Si nombre de pièces de théâtre continuent de véhiculer des clichés et des stéréotypes liées à l’orientation sexuelle et amoureuse, force est de constater que plus souvent qu’auparavant, elles les travaillent plus qu’elles ne les utilisent. Il nous semble que c’est là, aujourd’hui, l’enjeu d’une étude de la présence des homosexualités sur les scènes des théâtres. En transformant les clichés ou en s’en servant et en les revendiquant comme tels, les dramaturgies contemporaines évoquant le sujet des orientations sexuelles et amoureuses LGBTQI, semblent dorénavant, porter en elles toutes les variétés d’un groupe social en pleine mutation. La présence de personnages queer en est un des marqueurs. Dans la même veine, la lutte contre les discriminations liées aux genres et à l’orientation sexuelle a vu naître nombre de projets artistiques. C’est le cas par exemple de Catherine Regula et sa Place des Mythos, où elle a fait créer, par les élèves de son atelier de théâtre à la Maison de la Culture de Ris Orangis, une pièce sur le sujet de l’homosexualité et l’homophobie dans les cités. Il arrive régulièrement que les représentations soient perturbées par les adolescent-e-s qui y assistent, les jeunes spectateurs se sentant mal à l’aise face au personnage homosexuel de Kader.

Nous nous proposons d’étudier ici cette création en nous interrogeant à la fois sur son processus de création participatif (écriture collective, répartitions des personnages) et sur les modalités d’interprétation par les publics.

  • 16h30 Jérôme Dubois, Maître de conférences en ethnoscénologie, Université de Paris 8 : Théâtre en prison et citoyenneté.

La citoyenneté peut être définie de façon liminaire comme la capacité à être en groupe et à y prendre part en respectant des règles explicites et tacites qui permettent de vivre ensemble et d’agir en vue d’une action commune ou à destination du groupe plus ou moins défini, chemin faisant de créer un espace d’expression dont la valeur affecte qualitativement ma relation à l’autre d’un lien potentiel d’interconnaissance et d’inter-reconnaissance qui fait société. Georg Simmel considéra ainsi que l’objet sociologique prend forme à partir de deux personnes et nous pouvons penser que la relation qui, selon Jerzy Grotowski, définit anthropologiquement le théâtre par ce qui se passe entre l’acteur et le spectateur appelle d’emblée un engagement qui interpelle la citoyenneté de chacun. Certains artistes se réclament de cet engagement, d’autres non. Il n’en reste pas moins que toute activité du théâtre en prison exige cet engagement non seulement de la part des artistes mais du public de détenus participant aux ateliers. En nous reportant à une dizaine d’expériences aux protocoles divers, nous verrons comment la pratique théâtrale déploie un espace potentiel de citoyenneté en milieu carcéral en France et à l’étranger, en nous intéressant à ses enjeux, ses modalités et ses limites.
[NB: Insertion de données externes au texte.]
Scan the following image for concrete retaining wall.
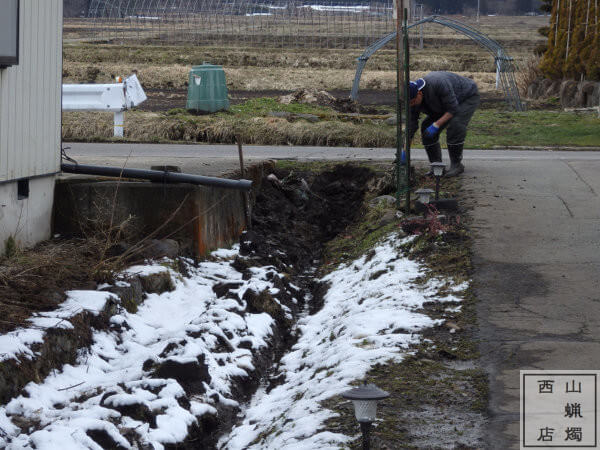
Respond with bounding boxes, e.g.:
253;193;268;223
54;165;270;256
0;175;55;250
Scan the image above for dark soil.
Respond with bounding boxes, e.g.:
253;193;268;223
166;165;375;449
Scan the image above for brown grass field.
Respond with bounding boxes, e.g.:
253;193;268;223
63;16;600;148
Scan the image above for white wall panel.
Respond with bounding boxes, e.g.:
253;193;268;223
0;0;63;182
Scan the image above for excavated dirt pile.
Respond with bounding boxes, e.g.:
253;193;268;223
172;165;374;449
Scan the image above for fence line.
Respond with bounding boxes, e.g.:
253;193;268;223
81;0;394;48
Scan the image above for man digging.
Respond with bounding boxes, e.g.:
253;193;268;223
409;72;479;177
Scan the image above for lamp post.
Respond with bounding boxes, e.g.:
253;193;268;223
342;381;390;450
431;162;446;201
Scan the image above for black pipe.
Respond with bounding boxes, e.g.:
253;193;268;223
60;163;252;191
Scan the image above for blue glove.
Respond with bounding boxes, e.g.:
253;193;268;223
425;124;440;139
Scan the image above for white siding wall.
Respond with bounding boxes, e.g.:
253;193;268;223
0;0;63;182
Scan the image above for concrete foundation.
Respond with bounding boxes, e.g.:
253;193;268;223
0;175;55;253
54;166;263;257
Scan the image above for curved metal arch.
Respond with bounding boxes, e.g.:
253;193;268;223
350;16;523;111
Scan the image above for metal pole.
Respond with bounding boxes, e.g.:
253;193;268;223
235;136;252;229
402;9;410;214
60;163;252;191
114;111;125;137
419;3;423;50
360;422;371;450
394;0;404;209
496;50;502;90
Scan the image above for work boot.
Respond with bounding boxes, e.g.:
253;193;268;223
444;144;465;177
425;142;442;177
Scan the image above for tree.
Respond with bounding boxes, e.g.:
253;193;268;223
540;0;600;80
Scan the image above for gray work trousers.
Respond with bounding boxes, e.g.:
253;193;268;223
421;94;479;147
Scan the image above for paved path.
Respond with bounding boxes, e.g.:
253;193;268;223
465;157;600;449
69;144;600;450
64;143;600;176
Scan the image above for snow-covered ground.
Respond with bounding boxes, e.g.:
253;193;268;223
0;248;296;450
0;232;466;450
219;238;467;450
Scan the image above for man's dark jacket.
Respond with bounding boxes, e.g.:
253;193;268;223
410;72;478;139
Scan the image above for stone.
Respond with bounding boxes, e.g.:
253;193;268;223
296;114;321;123
213;282;243;298
575;81;598;108
379;211;398;227
103;277;144;313
140;272;175;294
560;80;579;108
152;355;211;395
444;321;461;332
140;239;179;259
269;111;293;120
544;80;560;98
242;289;291;325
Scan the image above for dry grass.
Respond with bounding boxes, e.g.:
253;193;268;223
63;111;395;147
63;58;495;91
516;56;542;97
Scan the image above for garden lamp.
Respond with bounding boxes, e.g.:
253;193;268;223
431;162;446;201
415;188;433;205
342;381;390;450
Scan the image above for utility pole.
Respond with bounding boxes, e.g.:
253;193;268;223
419;3;423;50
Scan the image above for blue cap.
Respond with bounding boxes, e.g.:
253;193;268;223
408;78;427;100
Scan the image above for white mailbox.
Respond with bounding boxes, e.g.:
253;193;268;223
0;0;19;68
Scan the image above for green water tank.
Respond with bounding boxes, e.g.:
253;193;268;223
185;62;229;113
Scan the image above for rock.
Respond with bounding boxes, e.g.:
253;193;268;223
106;241;131;258
140;272;175;294
269;111;293;120
213;282;243;298
140;239;179;259
296;114;321;123
369;195;396;208
444;321;462;333
101;394;156;428
103;277;144;313
592;83;600;106
378;211;398;228
527;80;540;99
543;80;560;98
575;81;598;108
242;289;291;326
560;80;578;108
238;338;254;350
85;429;127;450
234;230;260;255
267;173;281;186
152;355;211;395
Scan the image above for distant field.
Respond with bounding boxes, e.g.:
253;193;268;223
63;12;600;148
64;16;548;95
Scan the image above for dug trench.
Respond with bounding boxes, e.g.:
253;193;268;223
0;162;487;449
152;165;376;449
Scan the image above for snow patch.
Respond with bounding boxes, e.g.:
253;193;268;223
219;238;463;450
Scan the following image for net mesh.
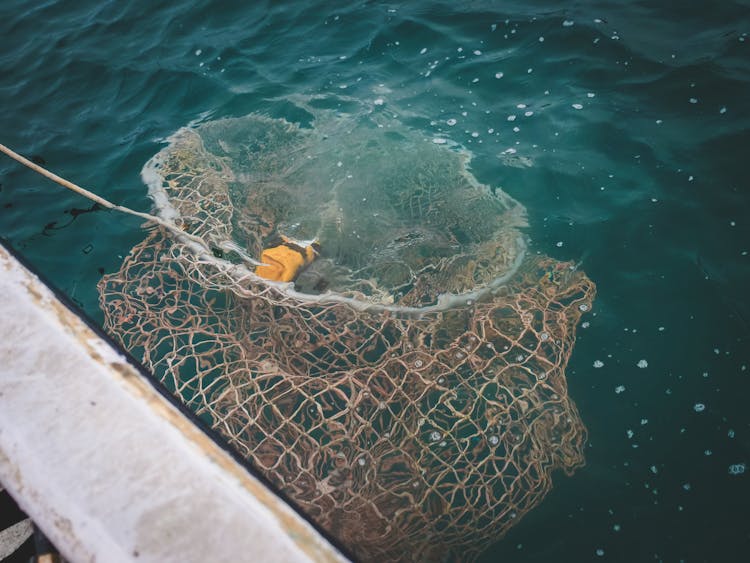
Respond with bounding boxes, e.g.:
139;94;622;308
100;104;595;561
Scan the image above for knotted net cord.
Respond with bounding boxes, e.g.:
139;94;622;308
4;99;595;561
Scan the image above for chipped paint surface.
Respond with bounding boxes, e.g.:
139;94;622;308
0;247;345;562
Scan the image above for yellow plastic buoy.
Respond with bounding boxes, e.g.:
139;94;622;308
255;236;320;282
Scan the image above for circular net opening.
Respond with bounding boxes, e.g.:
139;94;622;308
100;99;595;561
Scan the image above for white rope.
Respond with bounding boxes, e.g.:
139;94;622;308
0;144;209;250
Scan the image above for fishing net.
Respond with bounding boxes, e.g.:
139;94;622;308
100;102;595;561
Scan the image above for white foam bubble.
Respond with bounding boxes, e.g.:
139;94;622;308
729;463;745;475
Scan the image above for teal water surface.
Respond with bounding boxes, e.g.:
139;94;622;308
0;0;750;562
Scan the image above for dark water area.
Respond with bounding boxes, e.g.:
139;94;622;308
0;0;750;562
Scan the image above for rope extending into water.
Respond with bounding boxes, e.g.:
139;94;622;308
0;144;209;250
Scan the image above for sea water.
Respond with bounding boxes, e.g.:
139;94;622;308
0;0;750;562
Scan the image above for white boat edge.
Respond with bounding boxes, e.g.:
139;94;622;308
0;245;347;562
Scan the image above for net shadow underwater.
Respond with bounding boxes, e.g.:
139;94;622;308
99;98;595;561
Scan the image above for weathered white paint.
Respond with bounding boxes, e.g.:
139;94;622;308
0;246;345;563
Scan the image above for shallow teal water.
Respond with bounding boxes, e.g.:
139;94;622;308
0;0;750;561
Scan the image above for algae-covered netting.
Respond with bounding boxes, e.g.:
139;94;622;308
100;100;594;561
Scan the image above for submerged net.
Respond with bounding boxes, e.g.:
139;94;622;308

17h Discussion générale et intermède théâtral (deuxième partie) par les étudiants de licence 3 et du master théâtre.

18h00 Clôture de la journée d’étude

Organisation

Cette journée d’études est organisée par le professeur Nathalie Gauthard de l’université de Nice Sophia Antipolis, Membre de l’université Côte d’Azur, laboratoire de recherche LIRCES.

Avec

  • Gilberto Icle, Professeur, Université Rio Grande do Sul, Brésil
  • Amos Fergombe, Professeur des arts du spectacle à l’Université d'Artois, Praxis et esthétique des arts - Textes et Culture EA 4028
  • Olivier Neveux, Professeur d’histoire et d’esthétique du théâtre, IHRIM - ENS de Lyon
  • Jérome Dubois, Maître de conférences en ethnoscénologie, Université Paris 8
  • Clément Poutot, Dr en sociologie, Chercheur associé au CERReV (EA 3918), Université Caen Normandie.
  • Thomas Cepitelli, Dr en littérature comparée, chercheur au CTEL (EA6307), Université de Nice Sophia-Antipolis.
  • Les Éclaireurs dirigés par Irina Brook, metteur en scène et directrice du Théâtre National de Nice.
  • Les étudiants de licence et master Arts du spectacle- Théâtre de l’Université de Nice.